Hükümet programını sunmak üzere meclise hitap eden Erim, hükümetin ülkede aşırı sol akımların, komünizmin, aşırı sağ cereyanların hilafetçiliğin şeriat esaslarına dayanan teokratik devlet kurma arzularının ve her çeşit bölücü faaliyetlerin kesinlikle karşısında olacağını belirtir. Hiçbir kanun dışı hareket müsamaha ile karşılanmayacak kanuna aykırı eylem ve hareketlere karşı her alanda ciddi önlem alınacaktır. Ülkenin sürüklendiği uçurumu 12 Mart Muhtırasınca durdurulmuştur. Bu tarihten sonra partiler üstü hüviyette kurulan hükümeti tedhiş ve anarşiyi önlemek ve Anayasa’nın öngördüğü reformları gerçekleştirmek görevine devam edecektir.
Özel sermayenin kalkınma planlarına uygun yatırımlara yönlenmesi için gerekli güven ortamının sağlanmasına çalışacak, devlet sektörüne ne kadar önem veriliyorsa, özel sermaye de aynı önem verilecektir. Özel sektör yatırımlarının süratle gerçekleşmesi ve ihracatın artırılması için gerekli teşvik tedbirleri alınacaktır.
Yabancı sermaye konusu önemlidir ve bu sermayenin ülkenin çıkarlarına uygun olması esastır. Dolayısıyla temelde yabancı sermayenin kalkınma planları ve programların hedeflerine yönelen alanlara yatırım yapmasına izin verilecektir. İşçiler ile patronlar karşılıklı hak ve çıkarlarını dengeli bir şekilde korumak daha başlangıcında çözümlenmesi mümkün çıkar çatışmalarının ekonomiye olumsuz etkilerini önlemek için Sendikalar Kanunu ile Toplu Sözleşme, Grev ve Lokavt Kanunları İşçi ve İşveren teşekküllerinin de görüşleri tespit edilerek birbirini tamamlayan bu iki kanun arasındaki çelişmeler giderilecektir.

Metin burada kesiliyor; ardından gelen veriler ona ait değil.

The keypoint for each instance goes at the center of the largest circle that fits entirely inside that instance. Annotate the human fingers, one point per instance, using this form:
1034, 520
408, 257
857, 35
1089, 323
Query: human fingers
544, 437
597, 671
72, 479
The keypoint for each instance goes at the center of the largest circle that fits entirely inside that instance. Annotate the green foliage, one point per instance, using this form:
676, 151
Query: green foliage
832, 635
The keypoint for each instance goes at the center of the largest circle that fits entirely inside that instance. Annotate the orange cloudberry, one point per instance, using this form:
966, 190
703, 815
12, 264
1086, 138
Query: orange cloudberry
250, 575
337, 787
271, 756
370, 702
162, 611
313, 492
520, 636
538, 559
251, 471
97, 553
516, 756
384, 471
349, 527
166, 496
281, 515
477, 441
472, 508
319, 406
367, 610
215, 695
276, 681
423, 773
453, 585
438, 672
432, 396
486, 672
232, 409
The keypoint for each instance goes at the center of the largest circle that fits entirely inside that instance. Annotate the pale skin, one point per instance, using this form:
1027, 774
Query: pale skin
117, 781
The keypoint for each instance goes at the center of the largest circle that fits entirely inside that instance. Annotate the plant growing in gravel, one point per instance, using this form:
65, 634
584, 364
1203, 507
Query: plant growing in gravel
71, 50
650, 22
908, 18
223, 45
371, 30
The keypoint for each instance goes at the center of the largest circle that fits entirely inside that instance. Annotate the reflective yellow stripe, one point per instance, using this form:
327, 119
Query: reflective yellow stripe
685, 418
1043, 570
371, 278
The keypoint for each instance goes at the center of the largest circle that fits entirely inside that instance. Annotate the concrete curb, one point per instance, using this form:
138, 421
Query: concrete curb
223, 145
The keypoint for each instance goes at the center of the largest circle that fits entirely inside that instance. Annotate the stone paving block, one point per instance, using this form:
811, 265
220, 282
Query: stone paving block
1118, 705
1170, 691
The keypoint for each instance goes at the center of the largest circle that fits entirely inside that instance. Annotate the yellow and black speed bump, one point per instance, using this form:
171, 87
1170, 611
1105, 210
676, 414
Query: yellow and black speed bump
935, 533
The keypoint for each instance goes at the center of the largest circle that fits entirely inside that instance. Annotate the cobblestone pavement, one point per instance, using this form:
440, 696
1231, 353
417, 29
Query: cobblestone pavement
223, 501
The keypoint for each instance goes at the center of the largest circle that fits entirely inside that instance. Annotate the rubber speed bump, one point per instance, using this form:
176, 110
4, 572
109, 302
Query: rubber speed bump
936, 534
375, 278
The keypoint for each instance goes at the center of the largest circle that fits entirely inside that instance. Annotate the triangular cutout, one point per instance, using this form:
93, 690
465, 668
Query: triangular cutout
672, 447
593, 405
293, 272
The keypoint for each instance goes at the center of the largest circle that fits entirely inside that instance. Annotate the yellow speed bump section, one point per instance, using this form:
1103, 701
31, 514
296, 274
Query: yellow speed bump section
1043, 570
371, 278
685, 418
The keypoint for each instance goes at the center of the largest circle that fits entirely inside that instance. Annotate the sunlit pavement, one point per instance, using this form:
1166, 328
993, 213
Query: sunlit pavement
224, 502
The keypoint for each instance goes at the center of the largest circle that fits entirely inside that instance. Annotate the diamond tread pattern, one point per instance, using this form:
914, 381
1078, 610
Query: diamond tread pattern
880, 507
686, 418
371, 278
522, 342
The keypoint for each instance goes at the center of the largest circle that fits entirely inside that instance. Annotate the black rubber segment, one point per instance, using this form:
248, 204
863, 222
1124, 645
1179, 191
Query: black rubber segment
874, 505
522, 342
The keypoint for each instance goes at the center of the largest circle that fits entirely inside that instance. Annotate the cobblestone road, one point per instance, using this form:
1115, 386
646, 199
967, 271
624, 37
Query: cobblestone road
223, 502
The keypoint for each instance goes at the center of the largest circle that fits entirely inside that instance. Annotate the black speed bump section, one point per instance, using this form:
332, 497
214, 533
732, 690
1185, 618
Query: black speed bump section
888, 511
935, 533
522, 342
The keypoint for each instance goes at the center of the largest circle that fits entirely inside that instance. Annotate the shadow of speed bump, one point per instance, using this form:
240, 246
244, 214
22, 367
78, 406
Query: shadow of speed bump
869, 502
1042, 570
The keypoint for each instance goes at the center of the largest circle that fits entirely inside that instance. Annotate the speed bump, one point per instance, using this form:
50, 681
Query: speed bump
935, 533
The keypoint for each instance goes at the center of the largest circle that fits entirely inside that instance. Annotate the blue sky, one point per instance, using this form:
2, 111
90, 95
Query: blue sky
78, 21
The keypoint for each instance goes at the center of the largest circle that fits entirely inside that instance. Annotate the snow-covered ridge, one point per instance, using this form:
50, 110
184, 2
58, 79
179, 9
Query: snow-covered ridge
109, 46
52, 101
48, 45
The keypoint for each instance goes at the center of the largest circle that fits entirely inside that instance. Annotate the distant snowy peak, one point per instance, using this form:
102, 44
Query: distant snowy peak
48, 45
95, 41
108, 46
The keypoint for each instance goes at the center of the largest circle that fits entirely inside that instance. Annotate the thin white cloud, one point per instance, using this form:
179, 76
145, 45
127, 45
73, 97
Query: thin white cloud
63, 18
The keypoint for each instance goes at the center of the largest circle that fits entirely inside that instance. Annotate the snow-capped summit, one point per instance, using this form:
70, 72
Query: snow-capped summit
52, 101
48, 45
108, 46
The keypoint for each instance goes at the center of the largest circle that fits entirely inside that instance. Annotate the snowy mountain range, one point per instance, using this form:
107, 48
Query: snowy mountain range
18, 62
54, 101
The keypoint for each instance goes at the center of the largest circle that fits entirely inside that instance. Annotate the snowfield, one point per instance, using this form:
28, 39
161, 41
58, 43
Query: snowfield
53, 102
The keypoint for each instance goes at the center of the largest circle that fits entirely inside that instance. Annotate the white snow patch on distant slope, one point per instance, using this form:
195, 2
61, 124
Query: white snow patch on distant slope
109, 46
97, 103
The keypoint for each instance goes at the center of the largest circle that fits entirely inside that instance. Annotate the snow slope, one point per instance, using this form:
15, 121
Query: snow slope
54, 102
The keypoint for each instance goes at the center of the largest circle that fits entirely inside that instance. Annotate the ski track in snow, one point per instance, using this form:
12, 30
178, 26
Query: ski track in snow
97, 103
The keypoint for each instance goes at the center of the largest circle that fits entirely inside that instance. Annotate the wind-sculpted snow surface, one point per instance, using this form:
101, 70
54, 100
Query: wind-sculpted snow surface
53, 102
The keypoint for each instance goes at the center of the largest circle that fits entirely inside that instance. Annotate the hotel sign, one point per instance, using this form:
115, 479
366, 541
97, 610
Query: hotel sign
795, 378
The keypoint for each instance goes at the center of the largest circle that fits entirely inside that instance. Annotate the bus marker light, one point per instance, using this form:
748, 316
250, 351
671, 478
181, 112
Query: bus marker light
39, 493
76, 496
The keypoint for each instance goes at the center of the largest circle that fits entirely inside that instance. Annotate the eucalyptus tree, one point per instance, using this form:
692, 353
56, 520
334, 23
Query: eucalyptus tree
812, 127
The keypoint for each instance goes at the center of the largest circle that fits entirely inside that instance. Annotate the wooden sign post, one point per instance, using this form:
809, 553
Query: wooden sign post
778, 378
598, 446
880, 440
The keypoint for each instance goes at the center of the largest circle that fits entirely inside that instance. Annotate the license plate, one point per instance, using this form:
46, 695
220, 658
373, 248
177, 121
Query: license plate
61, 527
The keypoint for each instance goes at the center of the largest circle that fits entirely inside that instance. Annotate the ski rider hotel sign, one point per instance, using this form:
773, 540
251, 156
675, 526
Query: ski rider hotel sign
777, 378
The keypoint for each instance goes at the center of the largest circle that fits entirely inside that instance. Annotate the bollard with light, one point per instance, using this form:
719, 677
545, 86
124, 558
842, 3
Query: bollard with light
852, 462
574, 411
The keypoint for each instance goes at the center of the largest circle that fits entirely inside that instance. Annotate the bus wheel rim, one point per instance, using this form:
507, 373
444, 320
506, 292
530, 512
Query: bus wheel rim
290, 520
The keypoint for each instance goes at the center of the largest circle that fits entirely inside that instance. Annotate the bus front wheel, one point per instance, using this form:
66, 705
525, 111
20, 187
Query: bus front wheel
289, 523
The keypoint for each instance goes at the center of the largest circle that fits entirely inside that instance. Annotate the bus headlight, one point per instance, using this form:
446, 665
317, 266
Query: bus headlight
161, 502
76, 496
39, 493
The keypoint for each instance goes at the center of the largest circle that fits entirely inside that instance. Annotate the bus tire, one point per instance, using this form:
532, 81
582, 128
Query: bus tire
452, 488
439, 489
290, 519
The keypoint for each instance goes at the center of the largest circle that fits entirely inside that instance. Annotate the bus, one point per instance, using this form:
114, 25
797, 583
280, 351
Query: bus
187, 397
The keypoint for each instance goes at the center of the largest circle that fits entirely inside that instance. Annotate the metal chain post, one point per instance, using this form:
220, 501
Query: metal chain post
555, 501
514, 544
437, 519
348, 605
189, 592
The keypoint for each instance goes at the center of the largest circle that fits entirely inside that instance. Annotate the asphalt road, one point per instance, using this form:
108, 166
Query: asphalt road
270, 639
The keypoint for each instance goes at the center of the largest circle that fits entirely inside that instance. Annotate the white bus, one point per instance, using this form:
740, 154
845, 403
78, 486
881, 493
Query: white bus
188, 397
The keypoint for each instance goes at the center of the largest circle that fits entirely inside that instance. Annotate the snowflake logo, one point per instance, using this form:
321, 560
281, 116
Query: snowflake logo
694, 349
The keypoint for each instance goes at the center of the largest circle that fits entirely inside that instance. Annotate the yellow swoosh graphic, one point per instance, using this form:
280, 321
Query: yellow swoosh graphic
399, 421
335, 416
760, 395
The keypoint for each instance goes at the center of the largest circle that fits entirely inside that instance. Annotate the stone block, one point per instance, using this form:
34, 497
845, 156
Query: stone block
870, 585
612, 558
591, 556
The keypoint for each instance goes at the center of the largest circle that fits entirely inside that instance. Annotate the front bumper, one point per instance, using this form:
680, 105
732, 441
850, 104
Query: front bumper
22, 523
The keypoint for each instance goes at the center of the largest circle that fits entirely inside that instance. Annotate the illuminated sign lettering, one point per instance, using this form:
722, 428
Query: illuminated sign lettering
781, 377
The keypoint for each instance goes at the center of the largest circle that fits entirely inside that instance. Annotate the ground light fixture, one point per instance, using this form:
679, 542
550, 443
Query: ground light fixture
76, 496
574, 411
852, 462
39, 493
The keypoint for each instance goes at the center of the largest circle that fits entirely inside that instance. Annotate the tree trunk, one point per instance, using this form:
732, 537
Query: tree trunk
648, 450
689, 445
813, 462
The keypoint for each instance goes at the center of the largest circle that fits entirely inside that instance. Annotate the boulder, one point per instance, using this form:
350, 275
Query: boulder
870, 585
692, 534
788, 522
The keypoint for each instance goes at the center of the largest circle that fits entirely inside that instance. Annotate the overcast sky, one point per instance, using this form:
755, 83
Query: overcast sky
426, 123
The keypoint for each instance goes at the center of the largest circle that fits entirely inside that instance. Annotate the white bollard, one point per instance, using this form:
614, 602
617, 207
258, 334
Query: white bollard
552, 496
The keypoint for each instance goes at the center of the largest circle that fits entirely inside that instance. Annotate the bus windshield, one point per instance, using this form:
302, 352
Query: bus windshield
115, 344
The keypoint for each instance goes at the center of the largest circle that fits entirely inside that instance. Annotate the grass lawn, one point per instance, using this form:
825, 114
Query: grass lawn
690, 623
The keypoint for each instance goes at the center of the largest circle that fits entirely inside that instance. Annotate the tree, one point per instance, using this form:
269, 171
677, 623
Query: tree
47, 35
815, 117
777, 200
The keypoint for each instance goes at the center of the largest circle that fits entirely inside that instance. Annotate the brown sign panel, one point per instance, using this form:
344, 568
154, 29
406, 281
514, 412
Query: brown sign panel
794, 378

Hükümet programları görüşmelerinde ya da koalisyon programlarında dikkat çeken bir unsur da yurtdışında çalışan işçilerin ülkeye getirdikleri dövizlerdir. Önemle belirtmek gerekir ki, o zamanlarda Avrupa’ya göç eden işçilerin sayıları her yıl artarken, gurbetçi işçilerin ailelerine gönderdikleri dövizler bir yandan ödemeler dengesi sorunlarını yumuşatıyor ve ithalatı kolaylaştırıyor, öte yandan da iç pazarı büyütüyordu.
***
I. Ecevit Hükümeti (Cumhuriyet Halk Partisi ve Milli Selamet Partisi koalisyonu) 26.01.1974-17.11.1974
CHP-MSP koalisyonu karşılıklı siyasi ödünler verme üzerine bina edilir. CHP-MSP koalisyonu toplumdaki kırgınlık ve acıları gidererek, bütün geçmişin bir yana bırakılmasını; karşılıklı bağışlama ve hoşgörüye dayanan bir kardeşlik ortamının kurulmasını ilk görev saymıştır. Böylece iç barışı korumak üzere düşünce ve “inanç” suçlarını da kapsayan bir genel af ile orman suçlarına ilişkin affın gerçekleşmesini zorunlu görmüştür. Halk yararına işleyecek ve gerçek halk teşebbüslerini teşvik edecek etkili ve güvenilir bir sermaye piyasasının teşekkülü için gerekli mevzuat çıkarılacaktır.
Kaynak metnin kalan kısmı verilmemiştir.